Police were called to the scene. Through leading questions, the girl implicated my sister in a string of bizarre sexual acts that stretches the imagination. Through more leading questions the girl then implicated me. This was during the height of the 80s/90s moral scare around child abuse cases that were later found to be unfounded.

 

The girl accused my sister of engaging in sexual acts with her, while I supposedly held her down. She then claimed I smeared jam on my shirt to appear as blood. That we forced her to pose with a butter knife held to my chest and took a picture. That we would show the photo to prove she was the aggressor, if she ever told anyone. I would not know any of this until long after we were arrested and thrown in jail.

 

Of course, the photo never existed and there was no jam on my shirt. Just as there was no semen found on her body or physical evidence of her being assaulted. We were confident the lack of evidence would clear up these incredulous accusations. After all, this is the only time I ever had been implicated in a felony. Although it didn’t help that my sister had some prior convictions from her struggles being outed as trans in the 1970s, but those were all property crimes.

 

We took it to trial later that year. The trial lasted two weeks. Jury deliberations extended over the weekend. I remained confident of being acquitted, until I learned from my lawyer that a conviction of sexual assault did not require corroborating evidence. In fact, the exculpatory evidence was duly ignored.
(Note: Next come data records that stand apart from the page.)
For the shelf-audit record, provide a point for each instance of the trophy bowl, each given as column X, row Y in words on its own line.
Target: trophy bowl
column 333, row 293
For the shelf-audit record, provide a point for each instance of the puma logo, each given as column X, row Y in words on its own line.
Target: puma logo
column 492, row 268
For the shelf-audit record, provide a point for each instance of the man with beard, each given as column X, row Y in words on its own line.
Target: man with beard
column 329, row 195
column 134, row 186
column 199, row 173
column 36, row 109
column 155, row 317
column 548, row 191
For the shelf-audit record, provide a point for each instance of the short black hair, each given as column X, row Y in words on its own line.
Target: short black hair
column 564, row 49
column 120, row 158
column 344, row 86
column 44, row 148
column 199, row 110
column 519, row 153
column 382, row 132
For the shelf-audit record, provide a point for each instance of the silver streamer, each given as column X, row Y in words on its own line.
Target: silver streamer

In an era when LGBTQ people were widely viewed by religious conservatives as “recruiters” and child molesters, the jury convicted us on the 13th of December based solely on this girl’s coached testimony fitting us into their stereotypes.
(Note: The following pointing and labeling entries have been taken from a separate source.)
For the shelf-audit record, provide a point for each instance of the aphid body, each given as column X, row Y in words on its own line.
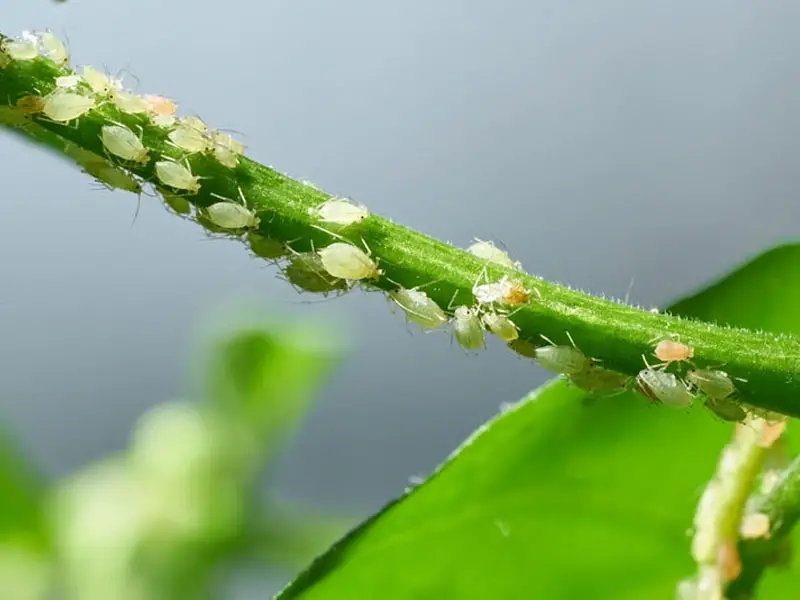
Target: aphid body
column 346, row 261
column 63, row 106
column 122, row 142
column 663, row 387
column 342, row 212
column 669, row 351
column 419, row 308
column 54, row 49
column 230, row 215
column 566, row 360
column 175, row 175
column 491, row 253
column 468, row 328
column 500, row 325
Enduring Institutionalized Trans-exclusion
Continuing Shadow of Endured Injustice
Distorted Investigation Leads to Injustice

As profiled transgender people often are, we were overcharged, wrongly convicted, and then given harsher sentences compared to non-transgender people. Despite the sentencing guidelines recommending a minimum of five years, the judge sentenced me 15 to 30 years. My sister was sentenced 30 to 50 years.

 

Despite being male-to-female transgender siblings, we were both sent to men’s prisons. After eight years of this nightmare she succumbed to cancer and died in prison in late 2001. I was finally released in 2005 after the appellate court reduced my sentencing but failed to vacate the unjust conviction.

 

After being released I finally finished my bachelor’s degree in 2008, graduating magma cum laude. I went on to earn a master’s degree in public administration in 2012. Then I am pursued a second graduate degree program, but the wrongful conviction is preventing me from being able to complete the program. It's a gift that keeps on giving, or taking.

As a trans person it is hard enough to find work. A background check results in added discrimination. The felony question on application forms is enough to trigger some PTSD. I am currently underemployed and homeless. I had lived on student loans until they ran out. Ironically, the twelve years of wrongful incarceration was easier than this lifelong damage to my reputation.

 

My four young children (who never once accused me of sexual improprieties) lost their father. They are all grown up now, having children of their own, each struggling with the consequences in their own way. Their mother lost the family’s main breadwinner, throwing them all into an unending cycle of poverty. And she lost her husband, since prison is no environment to grow a marriage.

 

This case is still officially on appeal, as I have yet to exhaust all court remedies. But I am discouraged with the judicial process, at least trying to pursue justice on my own. I feel powerless to the widespread justification or uncritical belief in a process that disproportionately devastates marginalized people like me. Until I created this site to illuminate this apparent social disease of justifism.